36Put Extra Rice to Good Use

If you’ve cooked more rice than you can eat, make rice pudding by adding butter, cinnamon, sugar, and milk. Or create fried rice by sautéing with a beaten egg, soy sauce, and sliced green onions. Or toss rice with slivered almonds and raisins for a Middle Eastern–inspired pilaf.

37Make Soup Stock More Flavorful

After finishing off a wedge of hard cheese, save the rind and use it to flavor soup stock. Just be sure to remove the rind and strain the broth before serving.

38Make Ice Cubes From Iced Coffee

No need to pour a pot of leftover brewed coffee down the drain. Freeze the liquid in ice-cube trays to add to iced coffee instead of regular ice cubes. Your coffee won’t lose its potency as the cubes melt.

39Save Excess Bacon Fat

It’s almost un-American to throw away bacon fat. Store the useful (if admittedly unhealthy) stuff in an airtight aluminum or stainless steel container in the freezer, and use it to make corn bread or fry eggs or potatoes. You can also use bacon fat instead of oil in a spinach salad: Combine two parts bacon fat to three parts balsamic vinegar. Add one part vegetable oil to the mix if you like a less pungent dressing.

40 Prevent Extra Cooked Pasta From Hardening

Stash extra pasts in a sealed plastic bag and refrigerate. When you’re ready to serve, throw the pasta in boiling water for a few seconds to heat and restore moisture.

41Give New Life to Stale Bread

Instead of tossing out stale bread, cut it into small rounds and freeze.

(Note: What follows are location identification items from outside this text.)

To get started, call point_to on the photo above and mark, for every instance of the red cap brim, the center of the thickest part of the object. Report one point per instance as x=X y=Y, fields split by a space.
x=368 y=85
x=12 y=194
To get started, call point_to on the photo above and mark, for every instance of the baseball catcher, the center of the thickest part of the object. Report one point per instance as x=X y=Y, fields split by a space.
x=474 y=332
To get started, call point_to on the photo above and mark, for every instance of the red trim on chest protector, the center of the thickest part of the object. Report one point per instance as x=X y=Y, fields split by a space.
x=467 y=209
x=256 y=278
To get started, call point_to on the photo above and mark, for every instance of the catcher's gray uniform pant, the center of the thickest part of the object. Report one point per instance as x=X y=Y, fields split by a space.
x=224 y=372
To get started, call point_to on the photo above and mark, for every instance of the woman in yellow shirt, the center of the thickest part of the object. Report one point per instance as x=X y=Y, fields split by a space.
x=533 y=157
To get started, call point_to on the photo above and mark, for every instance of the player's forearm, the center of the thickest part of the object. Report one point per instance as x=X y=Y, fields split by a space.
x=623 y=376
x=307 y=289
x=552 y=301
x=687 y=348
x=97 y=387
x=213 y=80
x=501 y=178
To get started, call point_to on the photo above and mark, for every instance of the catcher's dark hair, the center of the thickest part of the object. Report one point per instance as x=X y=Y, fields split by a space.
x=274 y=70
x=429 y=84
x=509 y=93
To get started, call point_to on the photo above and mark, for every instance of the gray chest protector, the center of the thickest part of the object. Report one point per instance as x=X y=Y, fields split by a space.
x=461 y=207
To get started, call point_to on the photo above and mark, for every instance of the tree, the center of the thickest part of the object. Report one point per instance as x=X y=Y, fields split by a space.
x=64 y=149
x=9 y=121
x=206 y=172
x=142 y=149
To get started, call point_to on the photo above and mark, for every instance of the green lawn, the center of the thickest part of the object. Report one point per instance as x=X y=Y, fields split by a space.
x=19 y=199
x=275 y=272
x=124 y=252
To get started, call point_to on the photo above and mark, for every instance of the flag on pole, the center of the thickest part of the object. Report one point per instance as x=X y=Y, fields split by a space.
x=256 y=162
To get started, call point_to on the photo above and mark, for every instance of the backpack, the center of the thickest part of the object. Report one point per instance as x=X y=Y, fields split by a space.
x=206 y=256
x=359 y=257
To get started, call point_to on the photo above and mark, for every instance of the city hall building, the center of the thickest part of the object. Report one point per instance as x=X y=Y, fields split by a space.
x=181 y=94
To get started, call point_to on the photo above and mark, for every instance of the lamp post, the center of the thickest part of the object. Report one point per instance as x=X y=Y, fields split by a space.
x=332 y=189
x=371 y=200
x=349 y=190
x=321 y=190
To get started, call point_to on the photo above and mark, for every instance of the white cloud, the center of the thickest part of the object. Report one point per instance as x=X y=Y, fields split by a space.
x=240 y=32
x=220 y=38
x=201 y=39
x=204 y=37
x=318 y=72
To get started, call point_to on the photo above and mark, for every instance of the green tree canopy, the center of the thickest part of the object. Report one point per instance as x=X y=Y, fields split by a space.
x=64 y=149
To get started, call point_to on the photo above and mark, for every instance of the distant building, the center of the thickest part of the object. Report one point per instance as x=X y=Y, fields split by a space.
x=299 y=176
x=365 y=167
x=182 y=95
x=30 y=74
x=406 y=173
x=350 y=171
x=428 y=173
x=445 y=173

Toasted, it makes a cheap, tasty substitute for fancy crackers.

42Make a Dessert with Canned Peaches

Heat canned peaches in a saucepan, add a cinnamon stick and a shot of brandy, and simmer until thickened. Serve over vanilla ice cream.

43 Make Instant Chocolate Pudding

Make instant chocolate pudding with whipping cream instead of water to create a rich-tasting mousse.

44Layer Ice Cream

Layer vanilla ice cream with crushed cookies (or even just cookie crumbs) in a martini glass.

45Make a Mini Trifle

Throw together a trifle with sliced grocery-store pound cake, whipped cream, and overripe berries macerated with sugar and your favorite liqueur.

46 Make Store Bought Cake Icing Taste Better

Make store-bought cake frosting go twice as far: Whip the icing with your electric mixer and let air plump it up.

47Clean Stainless Steel

Rubbing alcohol will remove spots from stainless steel—pour a little of the liquid on a cotton ball and wipe over problem areas.

48Save a Scorched Pan

To save a scorched pan, sprinkle the burned bottom with baking soda, then add four to five tablespoons salt, plus enough water to cover, and let stand overnight. Scrape out charred remains with a rubber spatula.

49Keep Copper Polished

Use ketchup to polish copper: Just apply a thin coat of the condiment, and rub off with a clean rag.